Lombardei

Die Auffahrten des Giro 100: Der Mortirolopass ab Monno

Start

Monno (Provinz Brescia)

Ziel

Mortirolopass (Provinz Sondrio)

Länge

12km

Höhenunterschied

1.000 Meter

Maximalhöhe

1.852 Meter

Maximale Steigung

16%

Durchschnittliche Steigung

7,5%

Am 23. Mai 2017 hat die 16. Etappe des hundertsten Giros außer dem Stilfser Joch auf beiden Seiten auch den Mortirolo von seiner weniger bekannten Seite, nämlich von Monno in der Provinz Brescia in Angriff genommen. Diese Strecke wurde bisher erst einmal im Jahr 1990 gefahren, als zufällig auch der Damen-Giro über diesen Pass führte.

 

Der Passo della Foppa (1852 m), allgemein bekannt als Mortirolo, ist eine der anspruchsvollsten Auffahrten Europas: Eine 12 Kilometer lange, sehr steile Auffahrt mit einer teilweise unmöglichen Steigung von 20 %.

Soweit nichts Neues; jeder Radsportbegeisterte senkt bei der Erwähnung des Mortirolo ehrfurchtsvoll das Haupt.

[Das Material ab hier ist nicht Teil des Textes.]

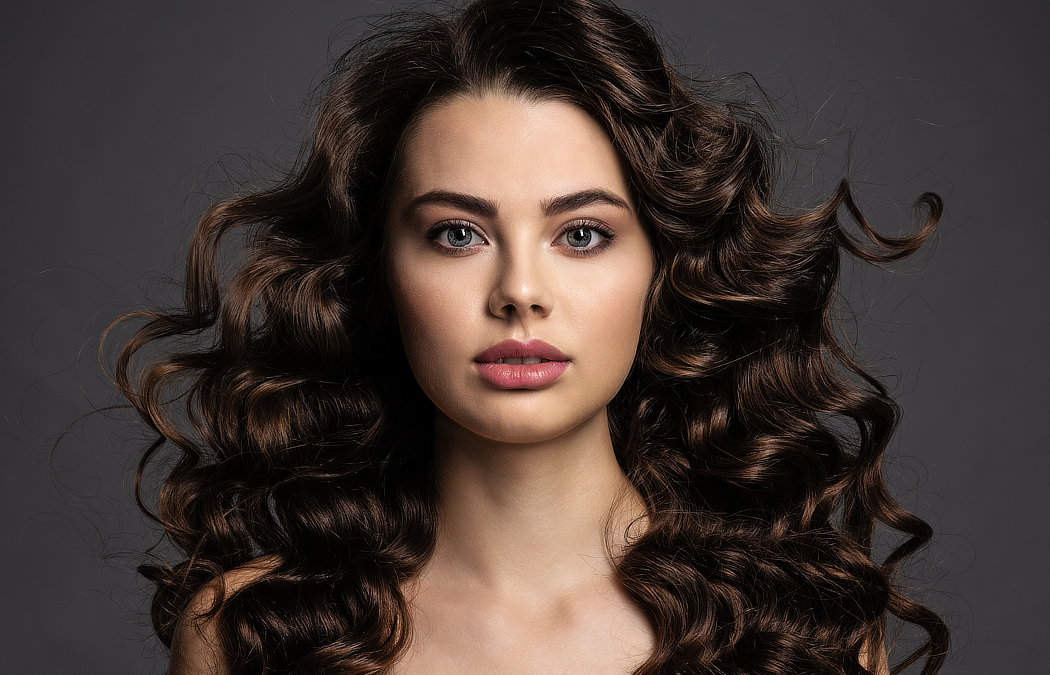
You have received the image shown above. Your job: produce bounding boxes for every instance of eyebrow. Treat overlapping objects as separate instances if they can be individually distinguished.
[405,188,631,218]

Aber … Einen Pass erreicht man immer von zwei Seiten, das ist auch bei diesem nicht anders: Er kann sowohl von Mazzo – von der Veltliner Seite, als auch von Monno – von der Brescianer Seite erklommen werden.

Die aus Radfahrersicht berühmtere und gefürchtetere, wie anfangs erwähnt, ist zweifellos die erste, unlöslich mit dem Mythos Pantani verbundene Bergseite. Pantani gewann diese 1994, kaum 24 Jahre alt und mit noch ein paar Haaren auf dem Kopf, und zeigte der Welt des Radsports damit, dass er das Zeug für den stärksten Kletterer aller Zeiten hatte.

Diese Auffahrt wurde ganze 12 Mal in der jüngsten Geschichte des Giros gefahren, wobei sie oft zur Kulisse denkwürdiger Leistungen und Ranglisten-Umwälzungen wurde.

Der „andere“ Mortirolo

Angesichts dieses Ruhms erscheint es umso merkwürdiger, dass der Giro den Mortirolo beim ersten Mal von der anderen Seite, mit Start in Monno, in Angriff genommen hat.

Das war 1990, das erste und einzige Mal vor der 16. Etappe am 23. Mai 2017, im Rahmen des hundertsten Giros d’Italia, in der die Rennfahrer das Stilfser Joch und den Umbrailpass (die schweizerische Seite des Stilfser Jochs) erklommen haben, nachdem sie den Mortirolo von Monno hochgefahren sind. Nur zur Information, die Etappe gewann Vincenzo Nibali, während Tom Dumoulin, der erste Niederländer in der Geschichte des Giros, dann die Gesamtwertung gewann.

Die Auffahrt

Die Auffahrt beginnt in Edolo und führt 12 km mit gnädigen Steigungen, aber immer um 7–8 %, mit einem kurzen Stück mit 16 % und zum Glück einer langen falschen Ebene bergan.

Auch wenn sie als zugängliche Alternative zur Auffahrt von Mazzo gilt, ist und bleibt sie eine Kletterpartie mit 5 Sternen.

Von Edolo geht es sofort 2 km mit 8 % Steigung bis Monno hinauf, wo es mit 10 % ernst wird. Nach einem kurzen Stück scheint die Straße den Fahrern eine Pause gönnen zu wollen, aber das ist nur eine Illusion, denn sie steigt sofort wieder an auf 9–10 % und setzt sich so zirka 5 km fort.

Ein fast ebenes Stück erlaubt es, sich kurz zu erholen, bevor es an die finale Wand geht, die bis zum Pass hinaufführt. Das ist der schwierigste Abschnitt: 2 km Serpentinen mit einer Steigung zwischen 10 und 14 %, mit einem Maximum von 16 %. Endlich erlöst: Auf dem Vorplatz des Hotels Mortirolo ist das Ziel erreicht.